Oso, de peluche para abrazar, de goma para comer. ‘Oso’ en Colombia: extorsionista y líder de la organización delincuencial conocida como los “camacoleros”.

Y así, ‘iguano’ que no es el esposo de la iguana sino un asesino que mandaba sus víctimas río abajo, confesó mas de 3 mil delitos; ‘Gordo lindo’, narcotraficante; ‘Jabón’ en su momento, uno de los narcotraficantes más buscados con un expediente muy sucio; ‘Chupeta’ narcotraficante que de dulce solo tiene el alias; ‘Pitufo’ cabecilla de las FARC acusado de torturas y atentados en Meta.

Los ejemplos son innumerables, desde animales hasta personajes animados, encubren la identidad de los protagonistas más peligrosos de la historia del conflicto colombiano.
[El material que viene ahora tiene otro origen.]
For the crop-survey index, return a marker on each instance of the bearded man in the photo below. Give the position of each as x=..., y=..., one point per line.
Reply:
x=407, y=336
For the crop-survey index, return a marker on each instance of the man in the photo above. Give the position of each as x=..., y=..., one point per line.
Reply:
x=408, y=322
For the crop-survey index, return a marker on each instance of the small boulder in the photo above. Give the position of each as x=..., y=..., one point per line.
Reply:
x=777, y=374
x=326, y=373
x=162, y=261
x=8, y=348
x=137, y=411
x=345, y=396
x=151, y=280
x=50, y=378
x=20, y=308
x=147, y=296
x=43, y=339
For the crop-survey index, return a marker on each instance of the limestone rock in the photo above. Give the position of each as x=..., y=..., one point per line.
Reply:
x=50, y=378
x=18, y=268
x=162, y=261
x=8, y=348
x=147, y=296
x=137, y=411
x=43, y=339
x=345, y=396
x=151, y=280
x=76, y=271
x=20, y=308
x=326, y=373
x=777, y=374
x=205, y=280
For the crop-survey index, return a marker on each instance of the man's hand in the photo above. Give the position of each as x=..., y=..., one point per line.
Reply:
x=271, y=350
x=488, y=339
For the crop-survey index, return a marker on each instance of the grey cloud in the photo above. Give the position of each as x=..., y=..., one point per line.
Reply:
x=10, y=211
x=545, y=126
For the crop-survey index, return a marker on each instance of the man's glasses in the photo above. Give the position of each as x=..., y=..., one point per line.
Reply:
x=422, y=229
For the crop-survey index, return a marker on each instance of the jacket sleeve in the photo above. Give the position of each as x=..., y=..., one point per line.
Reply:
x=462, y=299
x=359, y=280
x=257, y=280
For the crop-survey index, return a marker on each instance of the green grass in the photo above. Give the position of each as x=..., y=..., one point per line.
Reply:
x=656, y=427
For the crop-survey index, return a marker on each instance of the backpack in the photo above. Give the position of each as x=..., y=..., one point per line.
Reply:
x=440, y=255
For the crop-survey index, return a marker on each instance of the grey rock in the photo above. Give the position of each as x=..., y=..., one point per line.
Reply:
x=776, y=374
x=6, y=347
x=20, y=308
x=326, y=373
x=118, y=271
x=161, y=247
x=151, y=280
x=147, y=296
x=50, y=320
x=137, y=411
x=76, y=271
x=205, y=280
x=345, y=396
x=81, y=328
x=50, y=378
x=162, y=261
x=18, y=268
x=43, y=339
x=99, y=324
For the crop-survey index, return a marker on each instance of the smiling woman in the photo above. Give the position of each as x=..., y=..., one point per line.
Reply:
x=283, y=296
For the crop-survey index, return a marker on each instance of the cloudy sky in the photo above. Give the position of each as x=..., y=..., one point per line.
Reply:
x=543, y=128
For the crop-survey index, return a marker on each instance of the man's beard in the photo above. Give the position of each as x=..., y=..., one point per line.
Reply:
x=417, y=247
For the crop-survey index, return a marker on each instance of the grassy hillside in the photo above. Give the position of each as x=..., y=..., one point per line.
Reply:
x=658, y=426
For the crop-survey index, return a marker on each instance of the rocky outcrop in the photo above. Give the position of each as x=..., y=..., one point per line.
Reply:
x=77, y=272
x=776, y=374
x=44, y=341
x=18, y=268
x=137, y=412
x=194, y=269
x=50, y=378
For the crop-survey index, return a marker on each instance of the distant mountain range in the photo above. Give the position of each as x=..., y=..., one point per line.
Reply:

Si bien es cierto que los alias son comunes en los mundillos criminales, también es cierto que en muchos casos funcionan hasta como eufemismos.

Como si se tratara de una broma, alguien capaz de torturar, asesinar o despojar a inocentes de sus tierras recibe un alias que lo compara con una pequeña criatura animada; ¿qué es eso de crecer en un país en el que el enanito azul que aparecía en la pantalla se convierte en un criminal?

Es así, el lenguaje es una de las víctimas inevitables de la guerra, y no es que si uno dice que guarden el jabón esté diciendo que encubran al narcotraficante sino que ya nunca más esa palabra será lo que fue antes de que apareciera aquel que la ensució.

En este punto, a quienes creen que la paz va a venir subida en un avión de La Habana, les recuerdo que no se trata de magia, tantos años de guerra y de televisión sensacionalista no se acaban en un día.

Para que esto de la Paz no se nos convierta en un futuro alias aparte de los acuerdos necesitamos un proceso largo de reconciliación simbólica, porque ¿quién repara este inconsciente colectivo que padece de dislexia semántica? ¿a dónde vamos a que nos devuelvan la paz de las palabras?

  • una vieja amiga

    para lograrlo se necesitaría de un arduo trabajo de re-re-significación de las palabras a partir de la educación. Pero muy seguramente y como es la sociedad colombiana; de los alias existentes solo reconocen unos cuentos, los que aparecen en las telenovelas que hacen alarde de la violencia en Colombia.